Sepeninggal Nyai Nafiqah, Kiai Hasyim memutuskan untuk menikah lagi dengan Nyai Masrurah, putri Kiai Hasan yang juga pengasuh Pondok Pesantren Kapurejo di Pagu, Kediri. Dari pernikahan keempat ini, Kiai Hasyim memiliki empat  anak: Abdul Qadir, Fatima, Khadijah, dan Muhammad Yakub. Pernikahan dengan Nyai Masrurah ini merupakan pernikahan terakhir  hingga akhir hayat Kiai Hsyim.
Pendidikan
KH Hasyim Asy'ari dikenal sebagai orang yang haus akan ilmu pengetahuan tentang Islam. Sejak kecil, Kiai Hasyim bersekolah di berbagai  pesantren ternama di Jawa Timur saat itu. Selain itu, Kiai Hasyim juga banyak menghabiskan waktunya untuk mempelajari Islam di tempat-tempat suci (Mekah dan Madinah).
 Karena karir pesantrennya, Kiai Hasyim  dididik dengan sungguh-sungguh dan dibimbing untuk memperdalam ilmu agama Islam sejak kecil hingga berusia 15 tahun oleh ayahnya sendiri. Melalui ayahnya, Kiyai Hsyim sadar dan mulai mempelajari hadits, tauhid, tafsir, hadits, bahasa Arab, dan studi keislaman lainnya. Di bawah bimbingan ayahnya, kecerdasan Kiai Hasyim sangat menonjol. Meski Kiai Hasyim belum berusia 13 tahun, ia telah  menguasai berbagai disiplin ilmu studi Islam dan dipercaya membantu ayahnya mengajar murid-murid yang lebih tua.
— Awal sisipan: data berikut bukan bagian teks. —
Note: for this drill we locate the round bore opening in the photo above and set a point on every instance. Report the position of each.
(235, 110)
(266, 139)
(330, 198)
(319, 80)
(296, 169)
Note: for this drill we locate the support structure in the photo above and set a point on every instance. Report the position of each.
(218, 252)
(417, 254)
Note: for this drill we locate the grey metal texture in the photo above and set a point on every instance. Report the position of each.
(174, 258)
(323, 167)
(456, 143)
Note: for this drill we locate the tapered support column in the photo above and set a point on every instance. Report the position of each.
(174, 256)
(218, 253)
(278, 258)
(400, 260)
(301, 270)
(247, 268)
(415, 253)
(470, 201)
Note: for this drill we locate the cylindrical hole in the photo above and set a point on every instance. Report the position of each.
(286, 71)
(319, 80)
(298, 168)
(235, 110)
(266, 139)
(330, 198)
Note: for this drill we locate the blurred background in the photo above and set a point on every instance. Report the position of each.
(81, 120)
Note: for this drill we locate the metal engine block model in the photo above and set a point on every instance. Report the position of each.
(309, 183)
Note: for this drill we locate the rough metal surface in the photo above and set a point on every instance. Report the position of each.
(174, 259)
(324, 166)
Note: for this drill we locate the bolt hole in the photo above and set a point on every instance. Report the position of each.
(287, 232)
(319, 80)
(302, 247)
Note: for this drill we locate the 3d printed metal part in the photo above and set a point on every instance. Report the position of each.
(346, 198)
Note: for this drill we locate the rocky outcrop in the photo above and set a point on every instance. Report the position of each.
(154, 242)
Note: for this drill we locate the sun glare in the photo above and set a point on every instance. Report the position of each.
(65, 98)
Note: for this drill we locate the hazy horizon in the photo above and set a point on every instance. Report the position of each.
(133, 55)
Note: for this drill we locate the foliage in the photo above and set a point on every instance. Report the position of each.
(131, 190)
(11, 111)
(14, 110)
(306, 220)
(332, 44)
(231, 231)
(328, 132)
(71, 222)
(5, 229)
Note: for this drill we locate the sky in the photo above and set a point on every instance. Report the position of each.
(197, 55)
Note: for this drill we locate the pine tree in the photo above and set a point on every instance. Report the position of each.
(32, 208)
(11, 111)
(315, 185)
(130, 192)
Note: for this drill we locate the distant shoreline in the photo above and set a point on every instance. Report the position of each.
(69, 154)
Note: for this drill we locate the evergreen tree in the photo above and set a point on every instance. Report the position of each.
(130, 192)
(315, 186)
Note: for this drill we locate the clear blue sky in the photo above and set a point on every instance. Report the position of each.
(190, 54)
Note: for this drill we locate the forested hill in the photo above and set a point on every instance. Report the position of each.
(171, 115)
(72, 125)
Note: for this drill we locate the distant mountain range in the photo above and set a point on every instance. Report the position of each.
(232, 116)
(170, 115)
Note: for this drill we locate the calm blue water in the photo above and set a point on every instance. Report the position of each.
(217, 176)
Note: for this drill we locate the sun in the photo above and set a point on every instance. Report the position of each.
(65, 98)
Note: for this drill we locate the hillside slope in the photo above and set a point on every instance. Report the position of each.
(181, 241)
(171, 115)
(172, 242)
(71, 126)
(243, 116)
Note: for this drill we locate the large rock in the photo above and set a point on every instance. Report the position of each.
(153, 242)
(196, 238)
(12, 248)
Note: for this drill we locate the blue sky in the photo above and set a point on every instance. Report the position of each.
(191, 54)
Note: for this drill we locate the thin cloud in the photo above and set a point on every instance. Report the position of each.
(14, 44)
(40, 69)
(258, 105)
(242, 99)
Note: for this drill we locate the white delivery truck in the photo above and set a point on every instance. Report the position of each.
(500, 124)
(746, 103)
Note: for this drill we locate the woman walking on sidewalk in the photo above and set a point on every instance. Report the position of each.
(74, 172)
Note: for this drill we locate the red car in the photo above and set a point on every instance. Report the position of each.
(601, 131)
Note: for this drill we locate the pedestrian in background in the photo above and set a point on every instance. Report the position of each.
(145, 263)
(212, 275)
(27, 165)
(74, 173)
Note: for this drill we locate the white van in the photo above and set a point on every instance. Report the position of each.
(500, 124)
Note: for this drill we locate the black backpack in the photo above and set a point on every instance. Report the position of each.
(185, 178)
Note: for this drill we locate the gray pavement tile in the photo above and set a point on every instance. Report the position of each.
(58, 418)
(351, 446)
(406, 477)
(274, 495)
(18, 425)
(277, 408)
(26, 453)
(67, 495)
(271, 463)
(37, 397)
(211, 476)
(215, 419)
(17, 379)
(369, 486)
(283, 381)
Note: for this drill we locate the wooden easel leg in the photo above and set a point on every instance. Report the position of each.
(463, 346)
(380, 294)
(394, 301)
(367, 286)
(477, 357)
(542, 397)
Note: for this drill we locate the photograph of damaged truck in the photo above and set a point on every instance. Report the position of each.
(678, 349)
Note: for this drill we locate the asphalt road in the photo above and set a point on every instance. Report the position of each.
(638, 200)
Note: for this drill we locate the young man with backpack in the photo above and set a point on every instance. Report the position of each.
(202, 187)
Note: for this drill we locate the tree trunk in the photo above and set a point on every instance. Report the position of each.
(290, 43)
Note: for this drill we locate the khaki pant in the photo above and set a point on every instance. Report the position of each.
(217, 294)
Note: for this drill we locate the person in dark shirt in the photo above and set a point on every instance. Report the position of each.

Belum puas dengan ilmu yang didapat dari ayahnya, Kiai Hasyim mulai belajar di beberapa Pesantren. Pertama, Kiai Hasyim belajar di Pesantren Wonokoyo di Probolinggo. Kemudian diantar ke Pondok Pesantren Langitan Tuban. Merasa belum cukup, Kiai Hasyim melanjutkan pengembaraan akademiknya di Pondok Pesantren Tengiris Surabaya sebelum pindah ke Pondok Pesantren Kademangan di Bancaran yang diasuh oleh Kiai Kholil saat itu. Setelah Kiai Kholil dari pesantren, Kiai Hasyim melanjutkan ke Pesantren Siwalanpanji di Buduran, Sidoarjo, di bawah bimbingan Kiai Ya'qub. Kiai Hasyim telah menghabiskan tiga tahun meneliti berbagai disiplin ilmu keislaman, terutama tata bahasa Arab, sastra, fikh, tasawuf kepada Kiai Kholil. Di bawah bimbingan Kiai Ya'qub, ia berhasil mempelajari ilmu tauhid, fiqih, adab, tafsir, dan hadits.